Hausen am Albis hat gut 3'000 Einwohner. Viele davon feiern regelmässig Fasnacht, Hochzeiten, Geburtstage und Vereinsanlässe in der Dorfbeiz. Dafür sind Joelle und Michael dankbar. In der kurzen Zeit, in der sie nun den Löwen führen, lebte das Dorf spürbar auf. In der Nähe eröffneten ein Kebab-Imbiss, ein Asia-Restaurant und eine Café-Bäckerei. Weitere Zeichen für ein gesundes Dorfleben.
Internet-Rezensionen? Mega wichtig!
Nicht nur in den Gasträumen ist die Stimmung auffallend gut. Auch im Internet sind die Rezensionen zum allergrössten Teil positiv. «Wir haben selbst eine berufliche Vergangenheit mit Bewertungen», erklärt Michael.
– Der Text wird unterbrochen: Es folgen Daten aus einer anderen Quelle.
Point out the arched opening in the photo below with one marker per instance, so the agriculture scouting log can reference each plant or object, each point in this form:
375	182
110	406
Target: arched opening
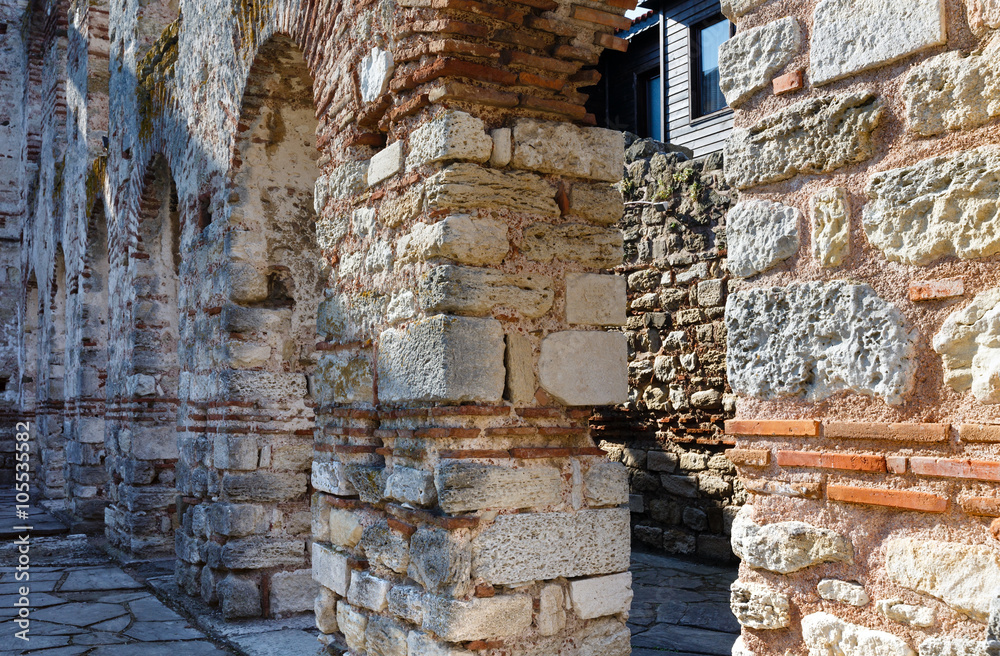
275	283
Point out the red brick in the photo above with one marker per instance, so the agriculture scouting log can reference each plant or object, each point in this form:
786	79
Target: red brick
908	432
787	83
851	461
601	17
903	499
930	290
749	457
983	470
981	506
979	433
774	427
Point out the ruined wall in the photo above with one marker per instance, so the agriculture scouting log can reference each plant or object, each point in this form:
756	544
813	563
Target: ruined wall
671	435
860	338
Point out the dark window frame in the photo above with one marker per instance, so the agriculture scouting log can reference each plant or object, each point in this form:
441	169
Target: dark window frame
694	69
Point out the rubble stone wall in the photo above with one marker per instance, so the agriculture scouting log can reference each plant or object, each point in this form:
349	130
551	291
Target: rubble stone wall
859	326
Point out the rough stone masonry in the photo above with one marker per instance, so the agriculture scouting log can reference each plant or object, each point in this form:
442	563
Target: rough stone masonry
861	326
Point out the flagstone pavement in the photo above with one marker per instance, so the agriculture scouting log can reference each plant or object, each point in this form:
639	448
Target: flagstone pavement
83	603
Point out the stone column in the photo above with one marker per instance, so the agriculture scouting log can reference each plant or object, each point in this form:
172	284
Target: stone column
461	503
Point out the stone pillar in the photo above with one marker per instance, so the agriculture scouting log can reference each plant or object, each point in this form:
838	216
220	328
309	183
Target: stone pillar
461	503
860	336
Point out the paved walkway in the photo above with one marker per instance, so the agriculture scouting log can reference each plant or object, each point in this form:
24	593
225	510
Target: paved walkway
83	604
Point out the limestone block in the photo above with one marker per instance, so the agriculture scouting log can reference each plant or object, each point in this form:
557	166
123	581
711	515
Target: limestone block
440	561
828	635
816	339
953	91
464	186
908	614
758	606
831	226
601	595
967	343
850	36
325	609
330	569
344	527
458	237
786	547
585	367
481	618
413	486
502	147
595	300
596	202
565	149
468	486
368	591
843	591
551	617
961	575
938	207
943	646
605	484
451	135
352	624
761	234
386	163
592	246
813	136
293	592
331	477
542	546
520	362
733	9
442	358
343	377
749	60
374	73
473	291
406	601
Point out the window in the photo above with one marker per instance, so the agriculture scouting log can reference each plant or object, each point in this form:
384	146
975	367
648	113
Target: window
649	103
706	37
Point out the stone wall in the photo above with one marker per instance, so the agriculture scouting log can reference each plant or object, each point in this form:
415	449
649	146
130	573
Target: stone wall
859	323
670	435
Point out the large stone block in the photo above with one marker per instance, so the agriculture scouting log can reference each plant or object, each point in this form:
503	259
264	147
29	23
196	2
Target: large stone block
585	367
953	91
592	246
475	292
828	635
963	576
542	546
816	339
565	149
479	242
595	300
470	187
481	618
813	136
968	344
467	486
442	359
850	36
749	60
451	135
761	234
938	207
758	606
786	547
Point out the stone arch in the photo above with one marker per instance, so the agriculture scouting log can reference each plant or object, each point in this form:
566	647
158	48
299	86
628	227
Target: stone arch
142	413
264	419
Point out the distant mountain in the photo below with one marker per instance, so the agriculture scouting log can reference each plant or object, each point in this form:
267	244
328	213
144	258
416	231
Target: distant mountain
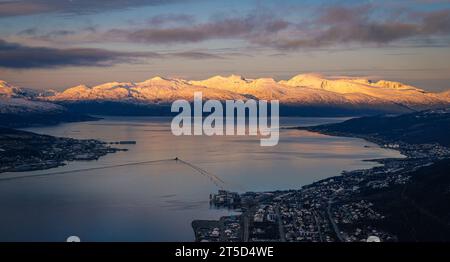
17	108
304	95
429	126
302	91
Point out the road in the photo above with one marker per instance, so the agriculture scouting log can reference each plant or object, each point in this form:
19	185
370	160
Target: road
335	227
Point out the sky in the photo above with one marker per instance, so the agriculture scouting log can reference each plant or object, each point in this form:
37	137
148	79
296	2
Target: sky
56	44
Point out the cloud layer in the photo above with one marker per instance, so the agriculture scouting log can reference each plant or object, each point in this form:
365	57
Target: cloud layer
17	56
333	26
30	7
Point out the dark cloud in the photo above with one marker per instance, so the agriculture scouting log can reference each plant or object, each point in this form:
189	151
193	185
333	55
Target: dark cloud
18	56
333	26
30	7
196	55
241	27
343	25
163	19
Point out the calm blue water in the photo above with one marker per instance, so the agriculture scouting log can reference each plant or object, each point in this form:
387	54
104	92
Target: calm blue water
157	202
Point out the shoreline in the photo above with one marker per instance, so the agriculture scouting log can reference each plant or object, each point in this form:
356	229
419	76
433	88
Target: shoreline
325	203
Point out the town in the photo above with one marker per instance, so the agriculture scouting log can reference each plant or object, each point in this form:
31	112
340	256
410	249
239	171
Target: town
25	151
333	209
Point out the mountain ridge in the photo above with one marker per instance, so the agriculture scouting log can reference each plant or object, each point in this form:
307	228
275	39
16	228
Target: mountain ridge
312	91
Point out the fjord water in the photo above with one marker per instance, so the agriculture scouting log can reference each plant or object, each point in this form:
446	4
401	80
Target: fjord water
157	202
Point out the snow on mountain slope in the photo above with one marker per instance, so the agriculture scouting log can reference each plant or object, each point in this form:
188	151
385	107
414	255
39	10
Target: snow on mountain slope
394	92
153	90
302	90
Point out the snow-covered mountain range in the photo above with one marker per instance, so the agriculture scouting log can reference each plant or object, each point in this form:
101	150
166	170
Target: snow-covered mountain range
302	90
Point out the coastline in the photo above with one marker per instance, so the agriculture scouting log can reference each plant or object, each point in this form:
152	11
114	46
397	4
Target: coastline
324	203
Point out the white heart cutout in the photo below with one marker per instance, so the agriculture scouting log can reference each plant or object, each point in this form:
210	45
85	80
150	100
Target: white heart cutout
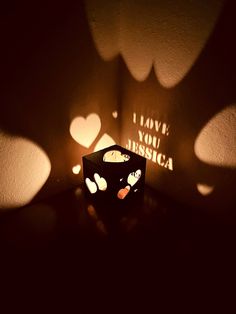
91	186
85	130
134	177
115	156
101	182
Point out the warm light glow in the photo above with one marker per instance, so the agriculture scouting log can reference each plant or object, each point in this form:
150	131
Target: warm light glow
25	168
115	114
153	33
204	189
216	143
115	156
104	142
76	169
85	130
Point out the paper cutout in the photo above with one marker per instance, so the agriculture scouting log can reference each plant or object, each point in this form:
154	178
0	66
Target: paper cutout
115	156
134	177
115	114
76	169
101	182
91	186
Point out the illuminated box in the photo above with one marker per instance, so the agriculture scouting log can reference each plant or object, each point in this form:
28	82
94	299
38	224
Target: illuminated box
114	174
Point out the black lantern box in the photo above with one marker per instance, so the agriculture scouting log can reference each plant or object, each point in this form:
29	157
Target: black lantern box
114	176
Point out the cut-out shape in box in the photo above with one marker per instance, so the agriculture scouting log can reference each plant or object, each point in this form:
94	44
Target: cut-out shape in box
114	178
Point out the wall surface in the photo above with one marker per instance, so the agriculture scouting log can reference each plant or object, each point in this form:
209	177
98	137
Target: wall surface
178	92
51	76
155	76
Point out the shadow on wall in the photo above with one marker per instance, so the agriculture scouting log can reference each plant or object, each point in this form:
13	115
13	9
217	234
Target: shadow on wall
195	156
178	92
51	75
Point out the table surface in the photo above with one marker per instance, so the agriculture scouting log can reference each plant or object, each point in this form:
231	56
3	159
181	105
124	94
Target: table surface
66	239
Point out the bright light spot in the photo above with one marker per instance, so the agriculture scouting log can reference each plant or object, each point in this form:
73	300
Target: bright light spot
204	189
115	114
216	143
85	130
104	142
25	168
153	34
115	156
76	169
78	192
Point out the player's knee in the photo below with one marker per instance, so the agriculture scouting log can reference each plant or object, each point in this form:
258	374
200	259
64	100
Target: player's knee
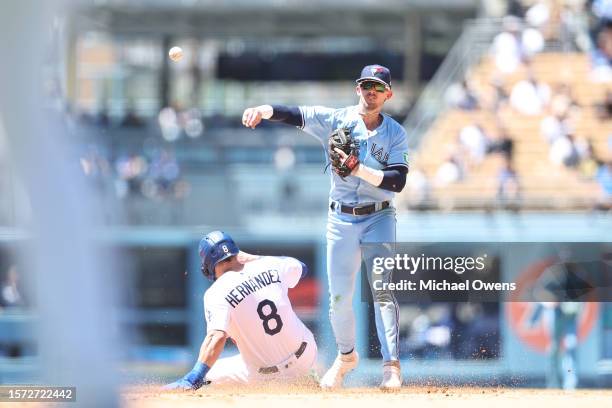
339	303
383	296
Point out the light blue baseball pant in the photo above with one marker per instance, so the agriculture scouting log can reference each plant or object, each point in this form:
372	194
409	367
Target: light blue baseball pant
345	234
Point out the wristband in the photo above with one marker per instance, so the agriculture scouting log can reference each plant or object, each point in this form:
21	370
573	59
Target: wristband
266	111
370	175
197	374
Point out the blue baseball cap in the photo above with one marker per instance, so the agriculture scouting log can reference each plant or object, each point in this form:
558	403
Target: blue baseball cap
376	73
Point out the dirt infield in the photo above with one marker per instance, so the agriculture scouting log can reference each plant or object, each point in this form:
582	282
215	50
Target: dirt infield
310	397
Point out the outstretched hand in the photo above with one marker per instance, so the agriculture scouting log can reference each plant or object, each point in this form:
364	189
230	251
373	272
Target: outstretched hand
180	385
252	117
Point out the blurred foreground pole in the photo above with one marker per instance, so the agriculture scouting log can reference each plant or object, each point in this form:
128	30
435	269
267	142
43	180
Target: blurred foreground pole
77	338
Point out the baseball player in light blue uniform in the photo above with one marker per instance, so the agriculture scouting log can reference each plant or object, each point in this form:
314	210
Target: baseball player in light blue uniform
360	211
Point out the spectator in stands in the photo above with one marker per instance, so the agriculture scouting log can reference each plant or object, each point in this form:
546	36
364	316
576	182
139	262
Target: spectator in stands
501	143
10	295
507	46
500	97
418	189
554	126
450	171
530	96
601	56
131	171
508	188
163	174
604	108
588	165
131	119
169	123
474	139
602	9
462	96
604	179
564	152
562	98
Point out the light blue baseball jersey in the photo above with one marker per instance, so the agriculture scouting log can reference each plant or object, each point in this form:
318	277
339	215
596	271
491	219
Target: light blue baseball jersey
385	146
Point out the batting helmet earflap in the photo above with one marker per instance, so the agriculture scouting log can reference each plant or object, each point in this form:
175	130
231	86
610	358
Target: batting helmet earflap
215	247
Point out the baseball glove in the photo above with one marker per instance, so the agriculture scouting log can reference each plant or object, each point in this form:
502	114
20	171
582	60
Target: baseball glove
343	140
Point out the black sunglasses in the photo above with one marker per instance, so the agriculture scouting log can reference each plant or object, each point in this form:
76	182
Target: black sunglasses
371	84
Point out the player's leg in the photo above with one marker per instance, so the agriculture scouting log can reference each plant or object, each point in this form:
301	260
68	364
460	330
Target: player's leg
381	229
343	262
229	370
302	368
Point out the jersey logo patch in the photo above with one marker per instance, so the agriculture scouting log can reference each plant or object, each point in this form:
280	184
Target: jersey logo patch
379	154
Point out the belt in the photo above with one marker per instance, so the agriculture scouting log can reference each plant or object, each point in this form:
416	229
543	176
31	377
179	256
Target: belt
360	210
276	369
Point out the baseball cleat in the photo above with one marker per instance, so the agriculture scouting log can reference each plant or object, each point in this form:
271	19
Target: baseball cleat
343	364
392	377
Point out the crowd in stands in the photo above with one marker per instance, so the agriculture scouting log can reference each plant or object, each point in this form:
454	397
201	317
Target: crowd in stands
155	176
526	29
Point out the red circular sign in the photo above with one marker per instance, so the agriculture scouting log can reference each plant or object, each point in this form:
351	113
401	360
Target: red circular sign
536	334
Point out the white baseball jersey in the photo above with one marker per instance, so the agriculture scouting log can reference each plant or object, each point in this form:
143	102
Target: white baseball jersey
253	308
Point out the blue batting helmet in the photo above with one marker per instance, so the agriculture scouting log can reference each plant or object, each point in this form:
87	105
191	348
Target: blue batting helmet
215	247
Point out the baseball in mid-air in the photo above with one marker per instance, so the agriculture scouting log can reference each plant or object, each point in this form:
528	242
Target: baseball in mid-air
175	53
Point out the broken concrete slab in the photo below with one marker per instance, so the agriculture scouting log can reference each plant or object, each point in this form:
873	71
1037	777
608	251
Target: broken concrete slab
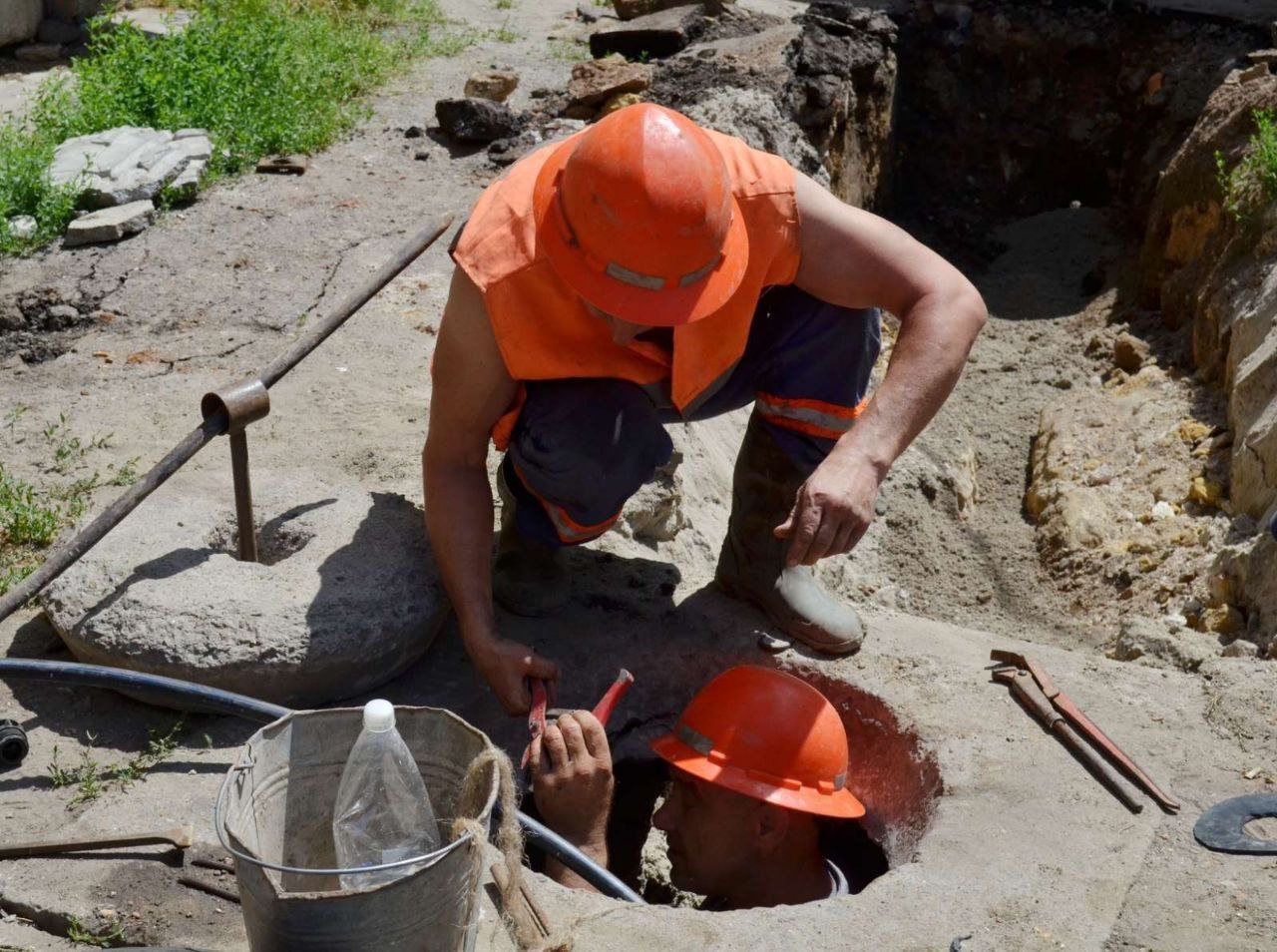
347	597
23	227
594	82
633	9
496	85
126	164
110	224
654	35
154	22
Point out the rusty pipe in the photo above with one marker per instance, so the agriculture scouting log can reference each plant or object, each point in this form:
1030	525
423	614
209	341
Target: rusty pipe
213	426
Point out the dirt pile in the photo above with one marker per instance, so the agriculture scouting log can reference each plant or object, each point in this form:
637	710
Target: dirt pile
41	323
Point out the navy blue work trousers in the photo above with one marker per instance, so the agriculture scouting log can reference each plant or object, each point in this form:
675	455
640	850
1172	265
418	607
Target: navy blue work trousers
583	446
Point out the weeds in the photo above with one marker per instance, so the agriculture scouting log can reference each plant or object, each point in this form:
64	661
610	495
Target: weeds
505	35
91	779
78	933
262	76
30	516
1252	183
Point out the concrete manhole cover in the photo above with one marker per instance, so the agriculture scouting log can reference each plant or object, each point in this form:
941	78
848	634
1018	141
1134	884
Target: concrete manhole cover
346	597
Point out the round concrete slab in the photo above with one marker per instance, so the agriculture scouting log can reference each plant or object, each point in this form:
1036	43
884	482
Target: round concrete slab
346	597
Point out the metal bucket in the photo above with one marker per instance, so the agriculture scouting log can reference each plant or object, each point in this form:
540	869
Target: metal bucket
274	815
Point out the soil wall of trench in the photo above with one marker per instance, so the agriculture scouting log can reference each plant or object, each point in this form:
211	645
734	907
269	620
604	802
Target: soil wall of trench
1147	491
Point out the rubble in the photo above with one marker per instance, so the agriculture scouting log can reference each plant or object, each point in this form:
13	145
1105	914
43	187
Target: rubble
631	9
496	85
155	23
345	600
597	81
128	164
478	121
21	21
651	36
1130	353
110	224
23	227
1161	646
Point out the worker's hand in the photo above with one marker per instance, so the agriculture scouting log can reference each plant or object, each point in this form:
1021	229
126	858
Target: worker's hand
571	766
506	666
831	511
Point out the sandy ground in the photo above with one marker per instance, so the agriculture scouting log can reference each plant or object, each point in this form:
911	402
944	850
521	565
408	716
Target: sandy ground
1022	857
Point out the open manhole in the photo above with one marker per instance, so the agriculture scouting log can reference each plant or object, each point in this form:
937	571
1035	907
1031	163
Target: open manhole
893	772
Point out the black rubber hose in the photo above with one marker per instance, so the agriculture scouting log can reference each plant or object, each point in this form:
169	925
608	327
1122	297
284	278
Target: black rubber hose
211	701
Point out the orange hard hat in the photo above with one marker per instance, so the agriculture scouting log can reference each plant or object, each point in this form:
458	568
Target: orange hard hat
638	217
766	734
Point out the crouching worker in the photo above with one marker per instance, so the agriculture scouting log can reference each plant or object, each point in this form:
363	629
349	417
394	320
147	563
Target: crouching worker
757	760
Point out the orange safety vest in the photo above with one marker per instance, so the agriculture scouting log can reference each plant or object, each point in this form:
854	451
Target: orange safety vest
544	331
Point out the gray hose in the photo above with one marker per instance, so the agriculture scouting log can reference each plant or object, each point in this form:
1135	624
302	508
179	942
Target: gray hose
213	701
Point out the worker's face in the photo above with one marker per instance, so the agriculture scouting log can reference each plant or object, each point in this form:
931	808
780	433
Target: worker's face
712	834
623	331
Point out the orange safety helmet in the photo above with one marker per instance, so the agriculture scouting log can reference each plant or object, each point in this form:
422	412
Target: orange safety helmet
638	217
766	734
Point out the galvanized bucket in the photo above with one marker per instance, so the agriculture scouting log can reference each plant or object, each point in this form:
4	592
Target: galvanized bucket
274	815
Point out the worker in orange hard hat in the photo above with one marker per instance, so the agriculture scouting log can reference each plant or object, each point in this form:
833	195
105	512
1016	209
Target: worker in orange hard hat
758	764
646	271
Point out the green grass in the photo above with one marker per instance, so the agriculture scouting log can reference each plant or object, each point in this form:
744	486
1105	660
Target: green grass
1252	183
569	51
262	76
81	934
31	515
91	778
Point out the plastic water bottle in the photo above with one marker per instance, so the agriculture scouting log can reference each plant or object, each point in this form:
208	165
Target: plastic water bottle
383	813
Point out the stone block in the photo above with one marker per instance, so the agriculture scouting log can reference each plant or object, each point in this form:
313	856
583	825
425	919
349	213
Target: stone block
654	35
127	164
594	82
1156	645
21	21
345	600
496	85
478	121
110	224
23	228
152	22
633	9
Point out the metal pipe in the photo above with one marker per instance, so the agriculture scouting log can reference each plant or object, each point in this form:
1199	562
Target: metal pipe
199	698
214	424
242	496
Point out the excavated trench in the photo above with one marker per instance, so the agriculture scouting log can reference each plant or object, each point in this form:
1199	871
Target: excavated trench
990	131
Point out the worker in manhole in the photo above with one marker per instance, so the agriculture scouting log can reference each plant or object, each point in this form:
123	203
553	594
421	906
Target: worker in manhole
757	763
646	271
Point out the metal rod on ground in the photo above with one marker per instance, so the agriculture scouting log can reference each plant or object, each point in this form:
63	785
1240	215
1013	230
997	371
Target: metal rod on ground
214	426
167	691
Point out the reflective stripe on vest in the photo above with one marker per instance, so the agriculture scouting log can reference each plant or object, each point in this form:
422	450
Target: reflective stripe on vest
570	532
812	417
544	331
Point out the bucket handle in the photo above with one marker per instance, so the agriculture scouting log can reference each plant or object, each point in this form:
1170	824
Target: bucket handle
223	838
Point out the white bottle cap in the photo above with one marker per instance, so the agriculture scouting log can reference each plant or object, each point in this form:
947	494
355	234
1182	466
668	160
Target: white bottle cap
378	715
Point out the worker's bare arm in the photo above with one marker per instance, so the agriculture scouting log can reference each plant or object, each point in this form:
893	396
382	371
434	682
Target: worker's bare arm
854	258
471	390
Sie waren die Gründer einer Vergleichsplattform für Fahrlehrer, Anwälte, Zahnärzte etc., die sie Anfang 2019 an Swisscom Directories verkauft haben. Und es war immer die Rechtfertigung gegenüber ihren Kunden, dass ein Open Reputation System hilft, die eigene Performance zu verbessern. «Jetzt sind wir selbst in der Position und werden bewertet. Das ist schon eine Umstellung», gestehen sie, «für die man ein dickes Fell braucht.»
Ihr Tipp bei schlechten Bewertungen: Erst eine Nacht darüber schlafen. Es ist hart, wenn man sich Mühe gibt und es kommt eine schlechte Bewertung. Konstruktive Kritik sollte man ernst nehmen und daraus lernen. Umso schöner sind aber die positiven Kommentare.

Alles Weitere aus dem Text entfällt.